Can Poker Chip Arrangements Be Optimized for Maximum Profit?

[whdahl]

Hey everyone. I was pondering how best to optimize a chip arrangement for a poker game. This is the scenario I've thought up:

There are 4 denominations of colored chips with a set value.
White (W) = 0.05
Red (R) = 0.25
Blue (B) = 1.00
Green (G) = 5.00

A player wants to purchase 40 dollars worth of chips. If he must receive exactly 60 chips total, what is the optimal amount of each chip denomination to give the player?

These two conditions, (the $40 buy in and the 60 chip amount) will yield two equations:

xW + yR + zB + wG = 40
x + y + z + w = 60

There are 2 equations and 4 unknowns. Where might I find two more equations so that I can solve the equations, or is there some method using calculus that would yield a result?

 

[SteamKing]

What do you consider to be an "optimal" amount? This is a very vague term in this context.

 

[jbriggs444]

There are 2 equations and 4 unknowns. Where might I find two more equations so that I can solve the equations, or is there some method using calculus that would yield a result?

You also have the constraints that x>=0, y>=0, z>=0 and w>=0 and that x, y, z, w are integers. And you have your expressed desire for optimality.

In the absence of a constraint to integer values this might be an exercise in "linear programming" -- find the maximum of a linear function in n real-valued variables given a set of linear inequalities that those variables must satisfy.

With the restriction to integer values, this is at worst a matter of searching a finite number of possibilities for an optimum.

 

[whdahl]

Another constraint would be that x > y > z > w >= 0 because it is best to have the highest amount of smaller chips. Is there an efficient way, using matrices perhaps, of solving for solutions?

 

[jbriggs444]

Another constraint would be that x > y > z > w >= 0 because it is best to have the highest amount of smaller chips. Is there an efficient way, using matrices perhaps, of solving for solutions?

If your job were to hand out $42 using exactly 10 chips, would this "constraint" still apply?

When describing optimization problems, a "constraint" is a hard requirement which must be met. Any possible solution must meet each and every constraint. In addition to the constraints, you generally have a way to rank the possible solutions to see which one(s) are best. A solution which is tied for best is "optimal".

"x > y > z > w >= 0" has the form of a constraint. It does not provide a way to rank solutions except in the crudest of ways (all solutions which satisfy the inequality are tied for best).

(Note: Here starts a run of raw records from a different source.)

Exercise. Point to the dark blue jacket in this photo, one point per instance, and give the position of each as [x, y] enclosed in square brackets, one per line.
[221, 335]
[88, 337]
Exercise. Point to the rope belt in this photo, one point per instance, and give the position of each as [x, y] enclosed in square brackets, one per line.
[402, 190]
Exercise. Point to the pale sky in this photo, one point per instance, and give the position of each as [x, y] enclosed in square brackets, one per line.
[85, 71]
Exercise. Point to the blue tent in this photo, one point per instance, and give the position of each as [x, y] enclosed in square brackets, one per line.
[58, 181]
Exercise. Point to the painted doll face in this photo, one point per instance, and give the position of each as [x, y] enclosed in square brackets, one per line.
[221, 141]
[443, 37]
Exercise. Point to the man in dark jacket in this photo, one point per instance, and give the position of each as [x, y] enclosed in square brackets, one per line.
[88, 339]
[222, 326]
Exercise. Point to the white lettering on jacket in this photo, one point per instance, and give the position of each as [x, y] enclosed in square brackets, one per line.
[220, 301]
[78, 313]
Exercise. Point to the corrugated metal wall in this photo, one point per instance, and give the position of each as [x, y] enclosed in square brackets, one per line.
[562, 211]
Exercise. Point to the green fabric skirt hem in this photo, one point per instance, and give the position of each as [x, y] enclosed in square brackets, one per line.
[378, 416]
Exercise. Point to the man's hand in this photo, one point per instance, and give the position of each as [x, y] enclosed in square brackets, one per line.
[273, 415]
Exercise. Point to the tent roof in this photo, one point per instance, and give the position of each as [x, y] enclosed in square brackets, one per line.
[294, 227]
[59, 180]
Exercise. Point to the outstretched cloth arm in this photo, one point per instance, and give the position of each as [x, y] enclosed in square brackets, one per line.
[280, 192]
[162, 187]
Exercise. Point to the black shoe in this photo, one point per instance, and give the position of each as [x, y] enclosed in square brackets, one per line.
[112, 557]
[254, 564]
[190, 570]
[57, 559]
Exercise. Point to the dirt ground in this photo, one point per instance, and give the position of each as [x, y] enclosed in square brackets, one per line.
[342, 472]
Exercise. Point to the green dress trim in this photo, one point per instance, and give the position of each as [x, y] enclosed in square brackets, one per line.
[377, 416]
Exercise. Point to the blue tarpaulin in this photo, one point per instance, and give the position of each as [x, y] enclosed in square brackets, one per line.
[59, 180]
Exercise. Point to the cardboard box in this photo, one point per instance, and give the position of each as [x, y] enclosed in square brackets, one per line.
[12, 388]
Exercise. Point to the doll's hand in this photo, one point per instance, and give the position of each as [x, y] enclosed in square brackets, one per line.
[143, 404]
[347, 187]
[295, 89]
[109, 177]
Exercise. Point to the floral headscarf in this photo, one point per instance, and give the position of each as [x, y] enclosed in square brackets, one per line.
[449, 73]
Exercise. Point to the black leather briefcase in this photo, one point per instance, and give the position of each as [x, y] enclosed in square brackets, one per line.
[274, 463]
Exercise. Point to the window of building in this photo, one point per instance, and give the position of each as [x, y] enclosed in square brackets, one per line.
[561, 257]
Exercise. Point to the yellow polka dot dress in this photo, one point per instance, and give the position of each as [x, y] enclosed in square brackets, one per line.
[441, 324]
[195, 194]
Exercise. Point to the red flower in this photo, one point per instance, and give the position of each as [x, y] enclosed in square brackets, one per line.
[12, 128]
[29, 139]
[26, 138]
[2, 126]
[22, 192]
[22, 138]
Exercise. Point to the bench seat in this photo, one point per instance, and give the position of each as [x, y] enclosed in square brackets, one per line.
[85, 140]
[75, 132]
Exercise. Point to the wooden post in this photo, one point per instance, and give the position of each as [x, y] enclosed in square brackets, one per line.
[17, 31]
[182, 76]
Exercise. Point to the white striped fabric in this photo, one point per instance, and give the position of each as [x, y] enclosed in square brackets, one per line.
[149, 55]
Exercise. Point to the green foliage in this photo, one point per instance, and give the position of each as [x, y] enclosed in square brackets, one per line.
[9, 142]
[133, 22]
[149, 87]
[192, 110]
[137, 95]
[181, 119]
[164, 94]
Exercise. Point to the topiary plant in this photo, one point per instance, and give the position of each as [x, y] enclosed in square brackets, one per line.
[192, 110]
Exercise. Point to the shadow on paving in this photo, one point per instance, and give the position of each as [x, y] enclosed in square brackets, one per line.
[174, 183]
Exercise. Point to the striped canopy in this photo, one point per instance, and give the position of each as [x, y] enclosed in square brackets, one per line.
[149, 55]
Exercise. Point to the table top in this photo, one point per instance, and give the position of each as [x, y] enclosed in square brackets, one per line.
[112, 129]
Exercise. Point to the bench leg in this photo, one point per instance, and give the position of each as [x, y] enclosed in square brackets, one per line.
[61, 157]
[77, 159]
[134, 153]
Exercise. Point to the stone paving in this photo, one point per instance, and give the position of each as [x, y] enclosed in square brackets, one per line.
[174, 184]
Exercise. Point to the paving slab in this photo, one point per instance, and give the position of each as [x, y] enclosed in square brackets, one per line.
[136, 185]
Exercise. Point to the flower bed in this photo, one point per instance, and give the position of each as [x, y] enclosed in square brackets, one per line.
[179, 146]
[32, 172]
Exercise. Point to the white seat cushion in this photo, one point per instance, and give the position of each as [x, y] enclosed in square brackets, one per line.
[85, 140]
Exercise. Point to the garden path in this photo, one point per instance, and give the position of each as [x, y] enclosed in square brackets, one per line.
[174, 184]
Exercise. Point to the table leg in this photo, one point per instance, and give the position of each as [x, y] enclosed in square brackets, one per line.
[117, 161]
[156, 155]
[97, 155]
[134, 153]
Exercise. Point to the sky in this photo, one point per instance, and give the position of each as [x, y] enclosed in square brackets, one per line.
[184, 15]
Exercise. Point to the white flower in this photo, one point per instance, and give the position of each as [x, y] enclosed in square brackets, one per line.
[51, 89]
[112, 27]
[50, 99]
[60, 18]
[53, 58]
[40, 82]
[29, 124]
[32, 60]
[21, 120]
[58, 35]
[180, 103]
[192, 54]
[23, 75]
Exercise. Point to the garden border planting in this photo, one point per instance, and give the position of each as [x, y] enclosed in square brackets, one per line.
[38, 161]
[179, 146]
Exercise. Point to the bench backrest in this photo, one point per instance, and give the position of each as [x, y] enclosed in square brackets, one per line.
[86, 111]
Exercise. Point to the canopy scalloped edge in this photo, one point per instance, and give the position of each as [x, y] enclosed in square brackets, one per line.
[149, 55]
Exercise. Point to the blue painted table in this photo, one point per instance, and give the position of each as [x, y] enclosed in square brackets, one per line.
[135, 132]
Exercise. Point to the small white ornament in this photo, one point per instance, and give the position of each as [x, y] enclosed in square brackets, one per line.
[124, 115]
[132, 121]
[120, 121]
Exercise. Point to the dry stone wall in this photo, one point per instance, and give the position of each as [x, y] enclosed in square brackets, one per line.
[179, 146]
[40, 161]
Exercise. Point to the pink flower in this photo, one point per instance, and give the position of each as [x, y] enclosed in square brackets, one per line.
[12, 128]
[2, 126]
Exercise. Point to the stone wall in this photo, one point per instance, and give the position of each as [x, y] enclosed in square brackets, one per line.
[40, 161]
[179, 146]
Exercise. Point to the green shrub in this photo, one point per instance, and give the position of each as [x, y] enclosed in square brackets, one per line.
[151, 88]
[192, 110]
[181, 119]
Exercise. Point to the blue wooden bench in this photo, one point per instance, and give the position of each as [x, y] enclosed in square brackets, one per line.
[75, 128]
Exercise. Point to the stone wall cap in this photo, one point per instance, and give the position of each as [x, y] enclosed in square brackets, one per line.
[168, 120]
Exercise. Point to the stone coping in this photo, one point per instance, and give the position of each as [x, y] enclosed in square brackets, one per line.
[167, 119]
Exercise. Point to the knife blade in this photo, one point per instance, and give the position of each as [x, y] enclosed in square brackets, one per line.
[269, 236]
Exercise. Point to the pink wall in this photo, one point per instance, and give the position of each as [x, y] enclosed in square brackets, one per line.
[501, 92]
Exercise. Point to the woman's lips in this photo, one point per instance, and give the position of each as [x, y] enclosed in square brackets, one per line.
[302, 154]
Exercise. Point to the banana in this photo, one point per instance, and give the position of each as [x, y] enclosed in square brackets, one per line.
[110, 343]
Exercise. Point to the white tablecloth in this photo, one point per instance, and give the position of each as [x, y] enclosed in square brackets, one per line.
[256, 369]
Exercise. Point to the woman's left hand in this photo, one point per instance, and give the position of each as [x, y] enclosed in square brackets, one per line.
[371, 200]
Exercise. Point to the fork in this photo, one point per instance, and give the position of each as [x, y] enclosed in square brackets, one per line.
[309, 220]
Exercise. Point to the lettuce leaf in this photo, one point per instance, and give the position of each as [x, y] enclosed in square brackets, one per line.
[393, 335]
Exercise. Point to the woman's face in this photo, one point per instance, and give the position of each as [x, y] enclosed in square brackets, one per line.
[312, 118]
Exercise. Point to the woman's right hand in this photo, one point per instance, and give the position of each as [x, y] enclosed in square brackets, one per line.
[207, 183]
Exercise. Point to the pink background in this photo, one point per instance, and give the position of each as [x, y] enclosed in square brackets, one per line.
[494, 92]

You have said that "it is best to have the highest amount of smaller chips". One possibility is that you want the solution that gives the player the highest possible number of white $0.05 chips. If multiple solutions maximize the number of white chips you want the solution that gives the player the highest possible number of red $0.25 chips. And so on. Is that what you are after?

A related problem is: https://en.wikipedia.org/wiki/Change-making_problem

 

[whdahl]

You have said that "it is best to have the highest amount of smaller chips". One possibility is that you want the solution that gives the player the highest possible number of white $0.05 chips. If multiple solutions maximize the number of white chips you want the solution that gives the player the highest possible number of red $0.25 chips. And so on. Is that what you are after?

Yes.
After reading through that wiki page and another on dynamic programming, it seems that this is a problem that can be solved using VBA in excel.